Dopotutto per quanto riguarda l’evoluzione e le previsioni per la seconda metà della settimana, oggi dobbiamo annunciare clamorosi cambiamenti rispetto a quanto avevamo scritto nei giorni scorsi in cui parlavamo di ritorno dell’anticiclone estivo, con temperature in aumento e sole indisturbato nel weekend in cui si sarebbe potuti tornare a godere delle attività all’aperto e del mare. In realtà non sarà così, o comunque non proprio così, specie al centro/sud.

L'andamento termico nell'Italia centrale Tirrenica da qui fino a fine mese

Giornate belle e completamente soleggiate in tutt’Italia non ce ne saranno affatto. Govedì, come già anticipato, avremo molte nubi sparse seppur non ci saranno precipitazioni significative. Poi, venerdì 23, giorno dell’equinozio d’autunno, si verificheranno temporali pomeridiani nell’Appennino, in un contesto generale di alternanza tra nubi e schiarite. Sabato 24 tali fenomeni pomeridiani si intensificheranno su gran parte delle zone interne del Paese. E’ vero, come possiamo notare dal grafico, che le temperature si manterranno stazionarie o addirittura un “pelino” sopra le medie del periodo, ma è anche vero che il tempo non sarà mai pienamente bello e stabile, e difficilmente si potrà tornare in spiaggia, se non in aree limitate e per pochi giorni.

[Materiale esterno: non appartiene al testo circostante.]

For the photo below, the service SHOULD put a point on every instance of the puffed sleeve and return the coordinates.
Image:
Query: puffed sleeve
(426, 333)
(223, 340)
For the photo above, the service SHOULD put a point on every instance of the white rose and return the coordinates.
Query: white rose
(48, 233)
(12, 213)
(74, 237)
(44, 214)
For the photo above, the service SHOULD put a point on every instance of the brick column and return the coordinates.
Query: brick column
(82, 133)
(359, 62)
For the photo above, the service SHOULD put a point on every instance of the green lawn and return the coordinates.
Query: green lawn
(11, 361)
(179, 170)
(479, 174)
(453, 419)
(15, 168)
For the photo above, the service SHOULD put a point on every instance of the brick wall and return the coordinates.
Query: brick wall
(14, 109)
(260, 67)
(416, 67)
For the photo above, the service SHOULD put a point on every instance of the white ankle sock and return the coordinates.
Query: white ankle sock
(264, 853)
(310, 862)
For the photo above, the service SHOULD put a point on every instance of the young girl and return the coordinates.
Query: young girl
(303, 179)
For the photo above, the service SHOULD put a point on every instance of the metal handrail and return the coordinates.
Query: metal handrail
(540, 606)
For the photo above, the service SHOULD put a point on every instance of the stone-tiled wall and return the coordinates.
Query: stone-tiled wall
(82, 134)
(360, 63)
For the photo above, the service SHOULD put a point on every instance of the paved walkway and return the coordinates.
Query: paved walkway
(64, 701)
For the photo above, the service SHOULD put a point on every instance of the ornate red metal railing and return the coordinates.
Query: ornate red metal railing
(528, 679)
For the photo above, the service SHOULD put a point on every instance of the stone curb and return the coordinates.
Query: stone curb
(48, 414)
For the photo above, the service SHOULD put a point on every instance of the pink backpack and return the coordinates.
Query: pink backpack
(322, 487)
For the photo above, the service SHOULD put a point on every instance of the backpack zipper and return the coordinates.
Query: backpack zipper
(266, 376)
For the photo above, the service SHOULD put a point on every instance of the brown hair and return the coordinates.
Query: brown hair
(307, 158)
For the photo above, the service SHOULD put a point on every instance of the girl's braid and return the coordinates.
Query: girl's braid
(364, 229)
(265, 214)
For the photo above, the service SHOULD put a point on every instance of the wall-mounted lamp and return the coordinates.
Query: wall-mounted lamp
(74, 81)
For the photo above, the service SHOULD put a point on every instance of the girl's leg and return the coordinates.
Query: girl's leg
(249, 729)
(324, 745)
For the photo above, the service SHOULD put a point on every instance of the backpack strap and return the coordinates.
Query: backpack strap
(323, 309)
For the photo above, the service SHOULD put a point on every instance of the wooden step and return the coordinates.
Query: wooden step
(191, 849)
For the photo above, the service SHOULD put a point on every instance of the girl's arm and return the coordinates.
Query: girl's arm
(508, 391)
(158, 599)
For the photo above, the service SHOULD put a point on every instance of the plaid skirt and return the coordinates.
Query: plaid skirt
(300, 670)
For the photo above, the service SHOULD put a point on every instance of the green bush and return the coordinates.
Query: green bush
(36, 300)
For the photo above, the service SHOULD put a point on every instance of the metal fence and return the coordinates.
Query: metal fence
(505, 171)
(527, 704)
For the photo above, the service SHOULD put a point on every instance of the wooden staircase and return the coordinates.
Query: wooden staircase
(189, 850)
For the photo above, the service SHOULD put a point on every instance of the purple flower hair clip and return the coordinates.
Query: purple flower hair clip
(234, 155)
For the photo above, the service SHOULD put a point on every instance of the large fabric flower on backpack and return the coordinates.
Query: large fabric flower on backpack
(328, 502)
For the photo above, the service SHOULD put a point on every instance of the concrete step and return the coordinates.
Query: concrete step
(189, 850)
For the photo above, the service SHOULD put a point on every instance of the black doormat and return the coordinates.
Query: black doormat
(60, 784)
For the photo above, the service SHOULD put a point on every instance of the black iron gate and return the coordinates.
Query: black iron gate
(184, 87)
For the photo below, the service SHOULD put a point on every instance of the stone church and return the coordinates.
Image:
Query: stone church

Ma la novità principale arriva a medio termine, perchè – al contrario di quanto potevamo immaginare analizzando i modelli fino a poche ore fa -, ma come abbiamo anticipato in esclusiva-flash stamattina, l’autunno sembra voler fare sul serio aprendo una fase di grandi piogge. Se questa tendenza fosse confermata, potremmo considerare il peggioramento appena conclusosi come l’attesa “svolta stagionale“, e non un episodio isolato che poi avrebbe lasciato spazio nuovamente alla bella stagione.
I calcoli dei principali modelli per domenica 25, lunedì 26, martedì 27 e poi ancora tutta la prossima settimana mettono i brividi, in quanto prevedono un calo dei geopotenziali e della forza di un anticiclone che già da domani, quando proverà a scacciare questa goccia fredda, sarà molto timido e incerto. Da domenica mattina, quindi, masse d’aria fresche, umide e instabili potrebbero alimentare forti temporali inizialmente tra Sardegna e Sicilia, in risalita verso il resto dell’Italia, e potrebbero insistere per giorni e giorni, con piogge torrenziali, forti venti e temporali violenti. Insomma, potremmo avere a che fare con una classica “bomba Mediterranea” che, all’inizio dell’autunno, si caratterizza da sempre con fenomeni meteo particolarmente estremi a causa dei contrasti termici tra l’aria calda latente al suolo dopo i tre mesi estivi, e i primi spifferi freschi e umidi provenienti da nord.

Le previsoni delle piogge di Gfs tra il pomeriggio di domenica 25 settembre e la mattina di lunedì 26. Non siamo poi così lontani, mancano soltanto 5 giorni e potremmo avere altri fenomeni di maltempo estremo al sud

L’elemento più convincente dall’analisi odierna dei centri di calcolo, arriva dalla compattezza nella previsione di una tendenza che continuerebbe imperterrita anche a lungo termine.

Le piogge previste per giovedì 29 settembre

Ovviamente è un’evoluzione che deve ancora essere confermata, ma abbiamo l’impressione che manca ormai poco per poter dare il Benvenuto alla stagione autunnale.